Note: Because "забрать" means to take away, to pick up, it does not focus on making a trip somewhere to pick up (smth/smbdy from somewhere), so to be more precise you can say "поехать/пойти/съездить/сходить [и] забрать (кого-то откуда-то)" = to drive/walk and pick up (smth/smbdy from somewhere), or "приехать/прийти [и] забрать (кого-то откуда-то)" = to come and pick up. In that case, поехать/пойти = to drive (to go by a transport e.g. bike/car/bus) one way, съездить/сходить = to go (by transport), to drive/walk and return to the same starting location, to make a round trip.

- Sometimes you can also use "*подобрать* (кого-то где-то)", if it was a random, accidental, unplanned event. E.g., you're driving in your car and see a friend on the side of the road. You pull over and pick them up. Or, "Водитель такси подобрал клиента" - "taxi driver picked up a client". Sounds very informal to me, as "подобрать" is used as "to pick up an unwanted/lost object from the ground" or used in phrases like "подобрать котенка" = "to find a stray kitten and bring it home".
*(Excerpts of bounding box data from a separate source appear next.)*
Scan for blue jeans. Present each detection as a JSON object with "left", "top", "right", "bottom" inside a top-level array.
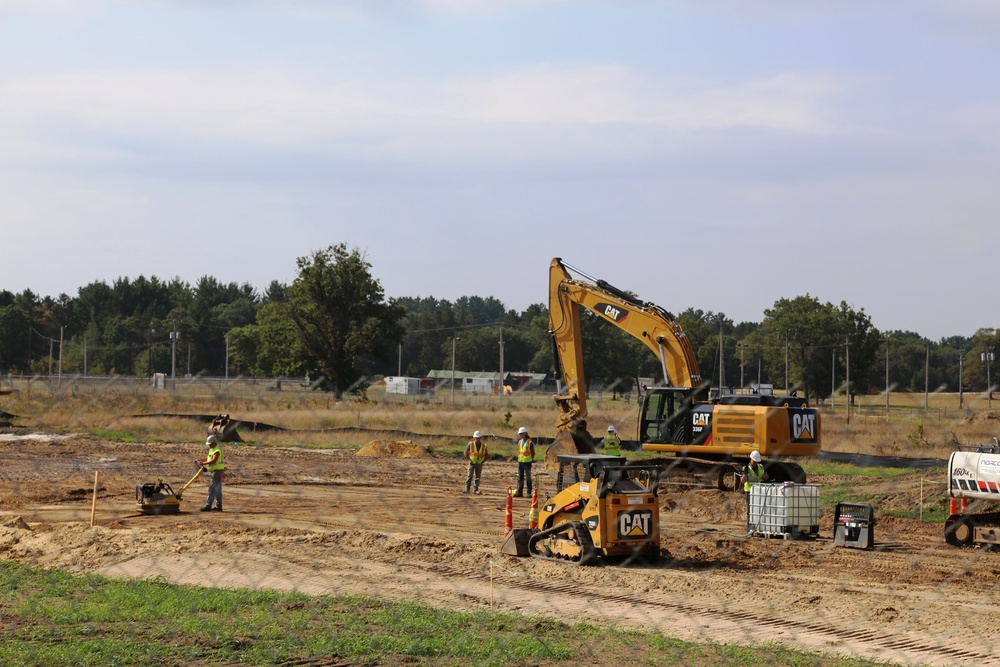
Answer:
[
  {"left": 517, "top": 461, "right": 532, "bottom": 496},
  {"left": 205, "top": 470, "right": 222, "bottom": 509},
  {"left": 465, "top": 461, "right": 483, "bottom": 493}
]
- *Приехать за* (кем-то или чем-то куда-то) = to come using a means of transportation [vehicle/car/horse etc] (somewhere) to pick up (smth/smbdy from somewhere). Informal/formal.

- *Заехать за* (кем-то или чем-то куда-то) = to go/drop by using a means of transportation [e.g., to drive by car] (somewhere) to pick up (smth/smbdy from somewhere). Заехать can mean "to make a side-trip, a detour" or "make a short trip to stay somewhere for a short time", it sounds somewhat informal, or as last-minute arrangement - such as asking somebody who's out and about to pick up somebody in between their trips.
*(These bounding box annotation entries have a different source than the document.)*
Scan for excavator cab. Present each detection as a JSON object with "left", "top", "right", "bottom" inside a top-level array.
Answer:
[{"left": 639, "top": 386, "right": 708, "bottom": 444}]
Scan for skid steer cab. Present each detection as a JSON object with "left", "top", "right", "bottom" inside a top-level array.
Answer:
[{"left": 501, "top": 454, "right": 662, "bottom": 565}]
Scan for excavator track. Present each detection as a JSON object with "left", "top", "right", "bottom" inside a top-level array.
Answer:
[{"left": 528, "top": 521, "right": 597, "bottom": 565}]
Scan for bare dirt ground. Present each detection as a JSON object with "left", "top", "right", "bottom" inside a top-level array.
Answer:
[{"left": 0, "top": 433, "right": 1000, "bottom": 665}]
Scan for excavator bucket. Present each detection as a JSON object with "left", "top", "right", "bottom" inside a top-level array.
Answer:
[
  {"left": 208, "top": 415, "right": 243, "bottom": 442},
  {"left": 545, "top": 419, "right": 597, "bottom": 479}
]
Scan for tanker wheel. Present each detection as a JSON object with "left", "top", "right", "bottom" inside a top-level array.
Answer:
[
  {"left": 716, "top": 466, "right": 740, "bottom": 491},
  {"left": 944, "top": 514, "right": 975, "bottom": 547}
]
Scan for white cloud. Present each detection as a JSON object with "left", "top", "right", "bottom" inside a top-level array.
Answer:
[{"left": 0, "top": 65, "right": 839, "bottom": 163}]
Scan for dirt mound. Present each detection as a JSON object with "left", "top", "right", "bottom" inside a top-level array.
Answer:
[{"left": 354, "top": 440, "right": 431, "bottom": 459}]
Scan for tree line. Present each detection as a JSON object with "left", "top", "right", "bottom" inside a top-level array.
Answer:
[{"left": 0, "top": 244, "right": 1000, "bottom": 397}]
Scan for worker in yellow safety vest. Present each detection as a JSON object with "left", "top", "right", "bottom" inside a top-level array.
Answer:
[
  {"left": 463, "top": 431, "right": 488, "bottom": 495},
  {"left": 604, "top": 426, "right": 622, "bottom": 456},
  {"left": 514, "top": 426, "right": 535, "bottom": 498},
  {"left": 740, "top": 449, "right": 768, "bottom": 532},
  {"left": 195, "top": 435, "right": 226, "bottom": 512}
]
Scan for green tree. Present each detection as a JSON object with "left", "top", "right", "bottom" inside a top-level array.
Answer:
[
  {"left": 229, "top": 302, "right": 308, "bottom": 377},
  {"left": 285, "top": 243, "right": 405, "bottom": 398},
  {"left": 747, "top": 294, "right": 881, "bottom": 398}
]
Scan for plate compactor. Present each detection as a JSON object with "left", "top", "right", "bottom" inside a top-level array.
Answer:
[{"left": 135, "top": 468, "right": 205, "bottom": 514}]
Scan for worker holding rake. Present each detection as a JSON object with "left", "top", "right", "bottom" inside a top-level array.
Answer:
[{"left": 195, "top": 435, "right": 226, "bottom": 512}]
- *Встретить* (кого-то где-то) = to meet (somebody somewhere) [on arrival]. This verb implies that the person who is being picked up, just arrived there by some mode of transportation - airplane, train, bus. Can be used in both formal and informal contexts. Usually planned ahead.

From all the above options, "подобрать" is the most literal translation of "to pick up".

Disclaimer: My 5 cents. I'm not a linguist. The above isn't necessarily all correct and in no way is a comprehensive list of usage and meanings.


----------



## Spikada

1. Tanya just flew in and called Yuri. "Yuri, come pick me up at the airport!"
2. Konstantin always picks me up at the train station.

1. Таня только что прилетела и позвонила Юрию.
*"Юрий, приедь забери меня из аэропорта"* - most literal translation. Sounds unnatural. As if she's in trouble or desperate to get away from the airport.
*"Юрий, заедь за мной в аэропорт"* - sounds like he can do it on his way from work, or it's a short commute.
*"Юрий, приезжай за мной в аэропорт"* - the best version, I think
(All versions sound like a surprise call. If Yuri was expecting Tanya's arrival, she would simply say smth like, "Юрий, я в аэропорту, приезжай" or "Заберешь?" etc.)

Why Tanya is Tanya and Yuri is Yuri and not Yura? Tatyana, Yuri = formal. Tanya, Yura = familiar short names.

2. *Константин всегда приезжает за мной на вокзал.* (Not clear if I arrive by train or not. Constantine comes by bike/vehicle/public transit etc.) Informal/formal.

2. *Константин всегда забирает меня на вокзале.* (Not clear if I arrive by train or not. Constantine comes by - not clear how exactly - and picks me up there). Informal, but also Constantine seems to be a more important or more powerful person in the relationship, but not necessarily.

2. *Константин всегда заезжает за мной на вокзал.* (Not clear if I arrive by train or not. Constantine comes by vehicle/public transit etc. Sounds like it's emphasized that Constantine makes a special effort to pick me up. Maybe makes a little detour from the route he otherwise would have gone.)

2. *Константин всегда встречает меня на вокзале.* (I arrive by train and Constantine meets me there. But can be used in other contexts. Not clear how he gets there).

Difficult.............. You really have to understand the context to suggest the best translation. All these nuances of meaning. Though, in essence, these variants mean more or less the same thing.


----------



## Q-cumber

> 1. Таня только что прилетела и позвонила Юрию.
> *"Юрий, приедь забери меня из аэропорта"* - most literal translation. Sounds unnatural. As if she's in trouble or desperate to get away from the airport.


I second that.
 This wording, although it sounds fine in many contexts, has some limitations and should be used with care. It might imply that a person, who needs/requests pick-up, in not able to leave the place by her/himself. Here below are some examples:
-Ты можешь забрать маму из больницы? Её сегодня выписывают.

-Джон устроил дебош в баре и его забрали в полицию. Надо забрать его оттуда.

Вася всегда после работы забирает ребёнка из детского сада.

-Я напилась в стельку и не могу сесть за руль.  Заберите меня отсюда!

Also this construction might sound commanding and not that appropriate when talking to strangers or higher rank/status people.


----------